Show that if H & K are subgroups of abelian group G, then {hk| h is an element of H and k is an element of K} is a subgroup of G.

2. Have you tried checking the group axioms?

Show that if H & K are subgroups of abelian group G, then {hk| h is an element of H and k is an element of K} is a subgroup of G.

As Roninpro said, just check the group axioms. In fact, you just need to check the two conditions for something to be a subgroup, as $HK$ will be a subgroup of $G$.

This is actually a weaker form a quite a nice theorem. If one of H or K is normal then $HK$ is a group. Clearly this holds here are you are in an abelian group so all subgroups are normal.

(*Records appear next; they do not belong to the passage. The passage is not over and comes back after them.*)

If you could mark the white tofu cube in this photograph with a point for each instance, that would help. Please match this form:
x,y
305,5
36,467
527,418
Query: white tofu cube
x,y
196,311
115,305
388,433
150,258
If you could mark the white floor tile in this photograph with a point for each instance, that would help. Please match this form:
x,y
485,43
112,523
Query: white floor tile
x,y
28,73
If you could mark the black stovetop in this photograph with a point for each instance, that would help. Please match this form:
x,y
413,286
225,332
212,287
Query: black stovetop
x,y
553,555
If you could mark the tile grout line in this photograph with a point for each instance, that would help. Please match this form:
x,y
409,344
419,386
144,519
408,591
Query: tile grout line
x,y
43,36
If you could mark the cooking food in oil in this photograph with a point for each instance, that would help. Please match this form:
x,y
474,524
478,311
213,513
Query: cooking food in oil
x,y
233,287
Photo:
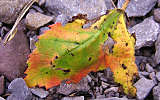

4. I got what you two were trying to tell me by using the axioms to prove this. This is the proof that I came up.

Since H and K are subgroups of G. There exist say h an element of H, such that (h)(h') = e
=> e is an element of H.
=> (e)(h') = h' is an element of H.

Similarly, there exist say k an element of K, such that k(k') = e
=> e is an element of K
=> e(k') = k' is an element of K.

This implies that (hk)(h'k') = e.
=> e is an element of of H and K => e is also an element of G.
=> e(kh)' = (kh)' = (h'k') is an element of G.

Therefore hk is a group.

Thoughts? I think it's not yet the best proof.

...This implies that (hk)(h'k') = e.
Yes, but you need to use the fact that $G$ is abelian!

Right, you have two things to prove. You need to prove that if $hk \in HK$ then there exists an element $h_0k_0$ such that $hkh_0k_0=e$. You are right that this element is $h^{-1}k^{-1}$ but you need to mention WHY this is its inverse.

You also need to prove that if $h_1k_1 \in HK$ and $h_2k_2 \in HK$ then $h_1k_1h_2k_2 \in HK$.